Last month, US President Barack Obama delivered his final State of the Union address to a joint session of Congress. As expected, President Obama’s speech inspired hope and promise for future generations.

One of the fundamental issues in the address was the significance of education in American life. The president reiterated that for America to move forward, it must take education seriously.

In the US and everywhere in the world, education has transformed communities and inspired hope among individuals. Education gives people the power to think critically and creatively so that they can find solutions to the world’s problems.

In 2003, the NARC government embarked on an ambitious plan to enhance free primary education in Kenya. This initiative brought hope to millions of children and thousands of communities. Primary school enrollment hit a record high as children who had been consigned to destitution, thronged schools to gain basic literacy skills.

The pressure in primary schools threw the Government’s spanner into the works. Many primary and secondary schools were built with money from the Constituency Development Funds (CDF) to meet the escalating quest for education.

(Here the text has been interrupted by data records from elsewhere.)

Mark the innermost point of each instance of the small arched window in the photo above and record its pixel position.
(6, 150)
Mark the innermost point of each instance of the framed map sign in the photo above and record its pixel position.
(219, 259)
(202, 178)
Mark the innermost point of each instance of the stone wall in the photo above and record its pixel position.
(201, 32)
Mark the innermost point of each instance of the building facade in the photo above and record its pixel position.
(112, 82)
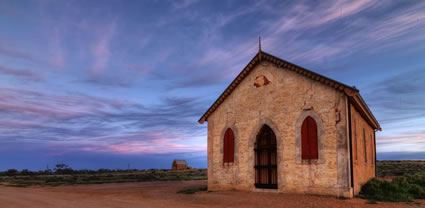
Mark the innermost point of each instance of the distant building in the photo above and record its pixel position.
(179, 165)
(280, 126)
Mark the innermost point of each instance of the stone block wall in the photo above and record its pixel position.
(281, 103)
(363, 150)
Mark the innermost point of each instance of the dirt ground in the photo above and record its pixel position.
(163, 194)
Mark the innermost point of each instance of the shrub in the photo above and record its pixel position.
(399, 189)
(26, 172)
(12, 172)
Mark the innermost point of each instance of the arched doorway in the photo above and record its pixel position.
(265, 159)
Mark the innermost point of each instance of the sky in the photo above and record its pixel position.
(118, 84)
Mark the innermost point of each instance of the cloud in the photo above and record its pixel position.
(183, 4)
(15, 53)
(26, 74)
(85, 123)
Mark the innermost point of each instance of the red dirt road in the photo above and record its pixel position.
(163, 194)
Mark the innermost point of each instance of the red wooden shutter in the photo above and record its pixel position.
(309, 139)
(229, 146)
(304, 141)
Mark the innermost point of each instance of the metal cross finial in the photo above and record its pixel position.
(259, 47)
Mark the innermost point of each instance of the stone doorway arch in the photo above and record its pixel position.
(265, 149)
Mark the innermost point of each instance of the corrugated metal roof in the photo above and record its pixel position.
(180, 162)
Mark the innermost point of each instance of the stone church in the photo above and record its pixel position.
(279, 127)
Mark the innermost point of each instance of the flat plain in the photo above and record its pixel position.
(164, 194)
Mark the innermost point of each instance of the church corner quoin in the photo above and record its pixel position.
(281, 128)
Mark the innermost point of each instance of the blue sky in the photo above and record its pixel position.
(104, 84)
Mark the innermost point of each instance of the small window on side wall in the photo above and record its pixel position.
(309, 143)
(229, 146)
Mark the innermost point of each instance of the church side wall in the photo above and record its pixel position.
(364, 162)
(282, 104)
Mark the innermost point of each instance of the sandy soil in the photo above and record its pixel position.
(163, 194)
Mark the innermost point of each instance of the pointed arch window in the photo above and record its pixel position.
(229, 146)
(309, 143)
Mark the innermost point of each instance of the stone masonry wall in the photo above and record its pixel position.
(282, 104)
(364, 163)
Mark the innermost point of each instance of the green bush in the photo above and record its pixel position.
(399, 189)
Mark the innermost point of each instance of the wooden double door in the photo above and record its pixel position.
(266, 159)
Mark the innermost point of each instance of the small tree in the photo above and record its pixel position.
(63, 169)
(26, 172)
(12, 172)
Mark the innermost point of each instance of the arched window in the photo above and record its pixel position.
(309, 144)
(229, 146)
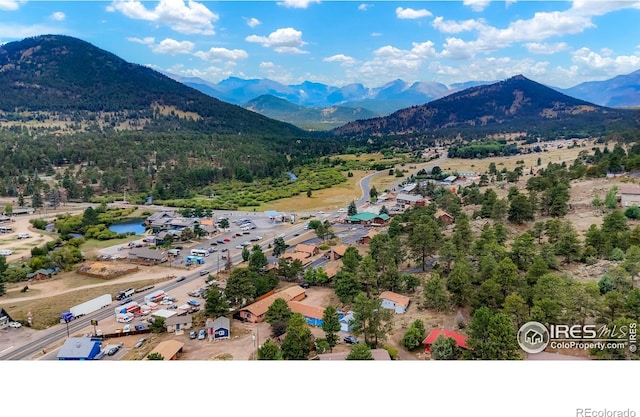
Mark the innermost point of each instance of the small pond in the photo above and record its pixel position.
(131, 225)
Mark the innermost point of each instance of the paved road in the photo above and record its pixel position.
(365, 182)
(57, 333)
(212, 263)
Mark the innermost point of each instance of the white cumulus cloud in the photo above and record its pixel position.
(451, 26)
(342, 59)
(188, 17)
(173, 47)
(58, 16)
(297, 4)
(477, 5)
(546, 48)
(11, 5)
(408, 13)
(253, 22)
(222, 54)
(149, 40)
(283, 40)
(592, 62)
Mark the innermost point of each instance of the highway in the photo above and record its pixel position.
(53, 335)
(57, 333)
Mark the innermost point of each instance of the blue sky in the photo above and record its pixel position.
(342, 42)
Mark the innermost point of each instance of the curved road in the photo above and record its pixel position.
(366, 180)
(59, 332)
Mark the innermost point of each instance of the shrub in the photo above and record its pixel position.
(392, 350)
(616, 255)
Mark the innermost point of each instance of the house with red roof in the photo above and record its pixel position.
(393, 301)
(461, 340)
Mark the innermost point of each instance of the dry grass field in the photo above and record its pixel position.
(551, 155)
(330, 198)
(46, 311)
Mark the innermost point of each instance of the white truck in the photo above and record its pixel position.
(90, 306)
(155, 296)
(124, 318)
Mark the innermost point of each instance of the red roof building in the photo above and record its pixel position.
(461, 340)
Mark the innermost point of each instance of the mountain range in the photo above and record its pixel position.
(55, 73)
(515, 104)
(74, 80)
(309, 103)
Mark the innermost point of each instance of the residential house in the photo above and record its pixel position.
(404, 200)
(178, 323)
(364, 240)
(5, 318)
(408, 188)
(336, 252)
(629, 196)
(42, 274)
(449, 180)
(346, 321)
(312, 314)
(168, 349)
(292, 256)
(378, 355)
(158, 216)
(25, 210)
(369, 219)
(460, 339)
(148, 255)
(219, 328)
(311, 250)
(80, 349)
(254, 313)
(331, 269)
(443, 216)
(396, 302)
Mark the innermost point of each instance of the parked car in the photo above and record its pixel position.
(115, 349)
(140, 342)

In the last term of former President Mwai Kibaki, the country witnessed unprecedented proliferation of colleges and universities. Virtually all existing colleges at the time were ‘promoted’ to campus and constituent university college status. In 2013, these colleges acquired full-fledged accreditation to offer degrees to students by spearheading scholarly research and innovation. But one thing that was overlooked amid this excitement was the quality of the students that these colleges hoped to transform.

Uwezo Kenya, one of the most inspiring education research entities, has continuously released reports that reveal the absurdity of education in Kenya. To put the reports into context, little learning is taking place in our primary schools.

While in secondary schools, the wheels of ignorance roll faster as students wait for exam leaks. Despite the consistent cases of cheating, no government institution has put KNEC to explain the causes of exam irregularities, thereby lending credence to the saga of institutionalised failure.

Consequently, the country admits half-baked students to colleges and universities. Employers have observed that majority of the current crop of job-seekers can neither speak coherently nor answer questions during interviews. Yet, communication is one of core courses entrenched in the higher education curriculum.

Many other graduates cannot perform the practical aspects of their degree courses in the job market. This development has pushed employers to design graduate trainee programmes prior to admission of graduates into the mainstream employment.

The Government directs a bigger percentage of the GDP to the education system which goes to waste. Going forward, the Government should stop burying its head in the sand and confront the ugly side of our education system.

Implementation of recommendations of educational committees, beginning with the Ominde Commission and Uwezo reports, will invariably transform the system.

The Government should also take decisive and irrevocable action on officials involved in exam irregularities.

Financing higher education and strengthening quality mechanisms will inspire competition among universities and colleges, and improve the quality of graduates.

Human rights groups and Kenyan citizens should increase advocacy and decry exam cheating. Putting our children through an unfair and predetermined contest is an affront to humanity.

Finally, destroying the cartels that have held our education system hostage will do this country and her people a great deal of honour.